Random Access in Overlapping Cells
Conference: European Wireless 2005 - 11th European Wireless Conference 2005 - Next Generation wireless and Mobile Communications and Services
04/10/2006 - 04/13/2005 at Nicosia, Cyprus
Proceedings: European Wireless 2005
Pages: 7Language: englishTyp: PDFPersonal VDE Members are entitled to a 10% discount on this title
Nguyen, Gam D.; Wieselthier, Jeffrey E. (Information Technology Division, Naval Research Laboratory, Washington, DC 20375, USA)
Ephremides, Anthony (Electrical and Computer Engineering Department and Institute for Systems Research, University of Maryland, College Park, MD 20742, USA)
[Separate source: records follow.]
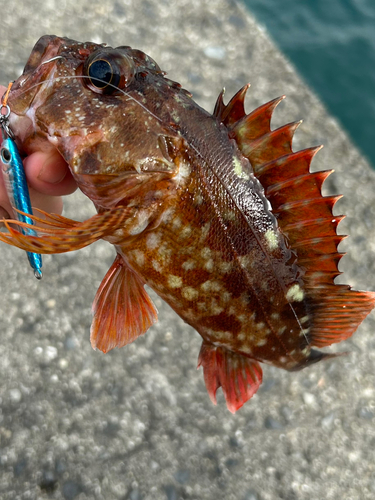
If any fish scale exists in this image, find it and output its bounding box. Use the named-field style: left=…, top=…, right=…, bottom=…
left=0, top=35, right=375, bottom=412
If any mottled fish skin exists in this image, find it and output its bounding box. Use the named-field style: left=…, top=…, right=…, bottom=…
left=0, top=36, right=375, bottom=411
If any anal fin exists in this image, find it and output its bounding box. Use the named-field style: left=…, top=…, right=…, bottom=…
left=198, top=341, right=262, bottom=413
left=90, top=254, right=157, bottom=352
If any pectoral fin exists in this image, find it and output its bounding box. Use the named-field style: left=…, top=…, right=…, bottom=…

In this paper we consider cellular networks in which the cells may overlap substantially. Such network architectures, which are motivated by the need to increase the utilization of the available bandwidth by reducing the separation among cells that share the same channel, present new unexplored and fundamental problems. We begin by considering two cells whose assigned user populations overlap spatially, and use a common channel. Consequently, transmissions intended for one base station can cause interference at the other. The interaction between such cells is best exemplified if the protocol of access in each cell is pure random access. For Slotted Aloha, we present a simple mathematical analysis that predicts accurately the maximum achievable throughput. We demonstrate that an invariance (or “self-stabilization”) property exists that allows the maximum throughput to occur when the expected total channel traffic in each cell is equal to one packet per slot, independent of the degree of overlap of the cells. We then consider larger multi-cell networks and observe the same invariance property in our simulations. Consequently, in planar cellular networks there are no end effects, and coupling is limited only to adjacent overlapping cells. Thus it is possible to evaluate random access throughput by considering only the local neighborhood of a cell.